The Trump Administration today released its “Unified Framework for Fixing our Broken Tax Code” to flush out its tax reform priorities for individuals and businesses. The nine-page document is similar to the single-page bulleted outline the Administration rolled out in April and which we commented on then. Frankly, not much has changed in five months as the details of what will ultimately be a bill debated and voted on by Congress remain elusive.
For high income taxpayers, the Administration is recommending a reduction in the highest marginal tax rate to 35% from 39.6%, however, the framework leaves open the possibility that Congress may add “an additional top rate…to ensure that the reformed tax code is at least as progressive as the existing tax code and does not shift the tax burden from high-income to lower- and middle-income taxpayers.” Repeal of the Alternative Minimum Tax and the elimination of the estate tax remain constants since the Presidential campaign. In the vein of simplifying the tax code, the Administration is recommending the elimination of many itemized deductions (expenditures including state and local taxes, real estate taxes, medical costs, and investment fees, among others) while maintaining benefits for home mortgage interest and charitable contributions.

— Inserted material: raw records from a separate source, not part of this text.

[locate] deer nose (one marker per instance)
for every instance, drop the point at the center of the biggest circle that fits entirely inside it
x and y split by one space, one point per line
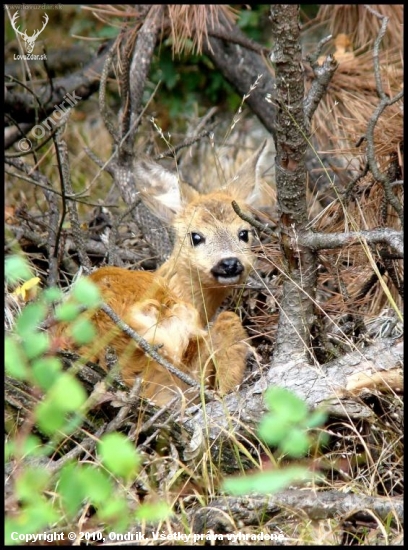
228 267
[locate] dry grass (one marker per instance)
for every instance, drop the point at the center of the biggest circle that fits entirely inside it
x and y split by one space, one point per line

The debate over the fate of the state and local tax deduction will be interesting theatre for political junkies as members on both sides of the Congressional aisle who represent high tax states may band together to protect their constituents on this single issue.
On the business side, the Administration’s framework reduces the corporate rate from 35% to 20%, while the rate for income that passes through from S Corporations and partnership entities (including limited liability companies) from a maximum of 39.6% to 25%. In anticipation of accountants, attorneys, and, yes, wealth planners, strategizing on ways to take advantage of a new business structure, the framework “contemplates that the committees will adopt measures to prevent the recharacterization of personal income into business income to prevent wealthy individuals from avoiding the top personal tax rate.”
As an indication that there is not much new news in today’s framework release, the final paragraph from our blog post in April is still relevant today and so we repeat it here. Congress and the Trump Administration have a lot of work ahead to come up with a tax bill that can ultimately be passed and signed into law. The devil will be in the proverbial details with regard to sorting out the winners and losers of any changes. It’s a process that will take months and could very likely extend in to 2018. And left unanswered (today) was the financing of such a tax cut and whether an increase in economic growth and activity will be able to offset the revenue lost by a reduction of rates and repeal of other provisions. We’ll let the economists and budget analysts sharpen their pencils on that one. If anything, today’s announcement was the Administration reiterating its position that taxes on corporations and individuals are too high and they intend to do…something…about it.